The graphics look good, and now one must hearken to the music. The effort is based on the intelligent recognition -- one that till now has escaped almost everyone -- that among those who most need to be reached , their mental defenses breached, or indifference overcome, are people for whom the usual means will not work. For they are unused to spending hours in a library, may find following an argument difficult, may even be put off by the briefest of observations, but are quite at home with the CD that can be slipped into the player. Should one give up on such people, or give up on the idea, for others who do read, of aurally reinforcing certain ideas? The setting to music of words that introduce certain concepts -- Jihad, dhimmitude -- may work better in some songs and less in others. But the strategy is sound: to enroll a music recording studio, and lyricists, and musicians, in the general war effort. Once upon a time - in World War II, say, or World War I -- a government office of war propaganda would have produced its own material, including jingles or songs. Now all that, out of timidity and rigidity and stupidity, has been left for private parties to produce; governments in the Western world are fearful of telling the truth about Islam, for fear of "offending Muslims." (Don't those Muslims know perfectly well what Islam teaches? Of course they do. But they are "offended" if non-Muslims dare to find out the same thing). These songs, by introducing listenes to certain words, and then hammering home -- but to a beat behind and before and under and over -- the message, that this is Jihad, and this is dhimmitude, can reach the heretofore unreachable. Once the very words "Jihad" and "dhimmi" are entered into the Western consciousness, and then demand discussion, a great victory will have been achieved. And it will have been achieved not by our governments, whose responsibility it is to instruct and thus to better protect us, but by private parties, recognizing the lapse, taking up the slack.

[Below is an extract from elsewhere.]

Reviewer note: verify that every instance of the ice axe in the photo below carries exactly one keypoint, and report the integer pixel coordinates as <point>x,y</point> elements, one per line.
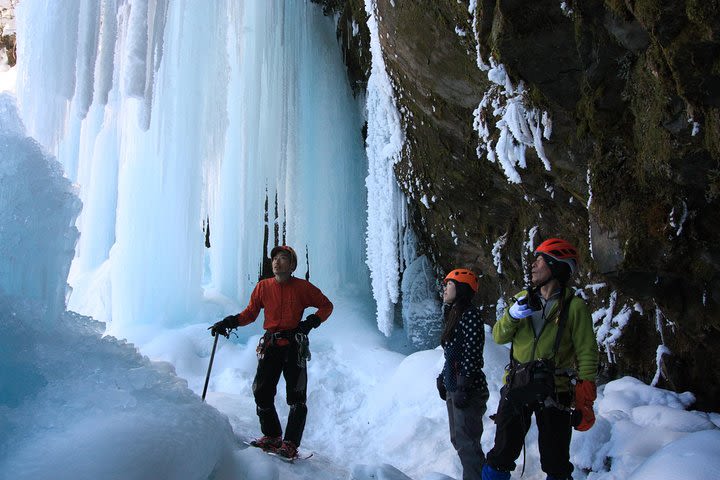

A snatch of song, a jingle, can do a lot. That's why they use them on Madison Avenue, as recommended since the days of Edward Bernays. Music isn't just the food of love. It's also a way to smuggle in ideas, and possibly to inflame the passions about those ideas, for was it not Hume himself who said that the passions ruled our reason?

Think of what "Casablanca" did for the war effort in the United States. Think of the most important scene in that movie, with dueling songs and singers: on one side, at Rick's, wearing white, those French men and women, and those refugees from the Nazis (and in real life, many of the former were also the latter), sing the Marseillaise with such fervor, and so loudly, that they drown out the sullen and malevolent Germans, sitting at a table together, trying unsuccessfully to complete their rendition of Die Wacht am Rhein.